Стажировка в Гранд-Айленде похуже, чем в Александрии. Всякий вечер дают тебе увольнение, от вольной жизни некуда деваться.
Во второй, кажется, тамошний наш вечер гляжу по сторонам — шагает посреди зала та самая Августа. Не поверилось, что это она. Быть такого не может. Но подходит ближе — она и есть.
— Привет, — говорит.
— Каким, черт побери, манером ты сюда попала? — спрашиваю.
Она приехала вместе с чьей-то женой. Была в тот вечер с другим парнем, но я с ней потанцевал, и сообщила, что приехала повидаться со мной.
— А то как же, — сказал я. — Другого давай цепляй.

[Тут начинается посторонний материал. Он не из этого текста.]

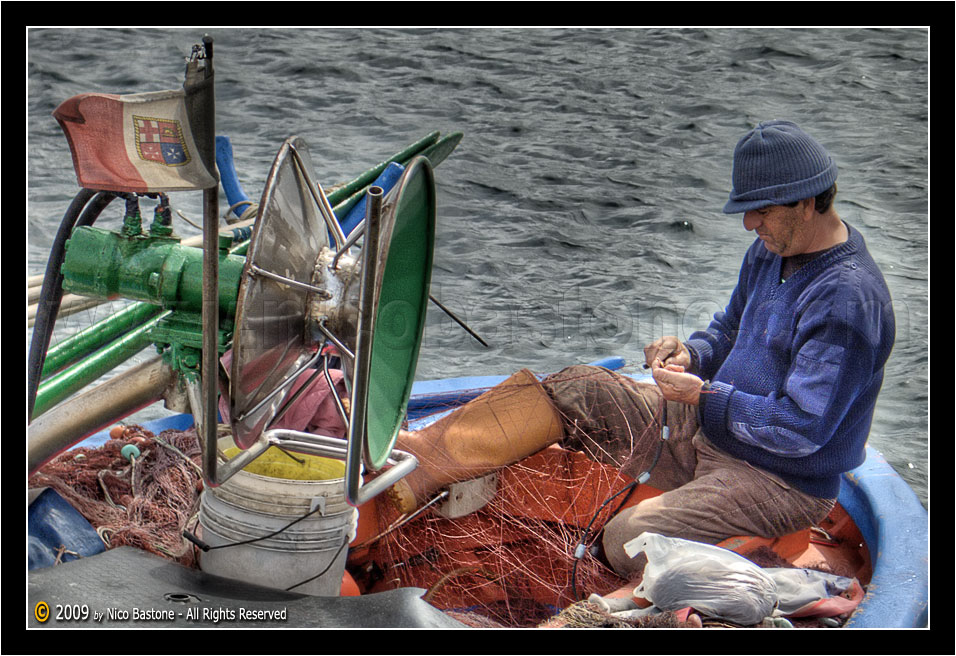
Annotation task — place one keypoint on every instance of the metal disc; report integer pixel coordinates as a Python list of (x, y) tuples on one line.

— Ну ладно, можешь не верить.
— Не стану, — И не поверил.
Последний день провела она со мной с четырех до полуночи. А где-то в час нам отбывать в Европу. Мы с Августой попили игристого бургундского и еще там кой-чего, потом пошли танцевать. Пол скользкий, оба мы так закренделяли, что вцепились нежно друг в дружку, чтоб кого по дороге не срубить, но пол не держал, мы грохнулись.
Тут она меня бросает, с другим оказывается. После всего этого мы на такси едва успели на аэродром, чтобы вовремя разогреть нашу большую птицу и погнать ее на север.
Сэм всю дорогу спал, я посиживал, приглядывая за автопилотом, и ругал эту кралю Августу, ругал пуще, наверное, чем ей за всю жизнь доставалось, ругал на чем свет стоит, да только велика ли в том радость.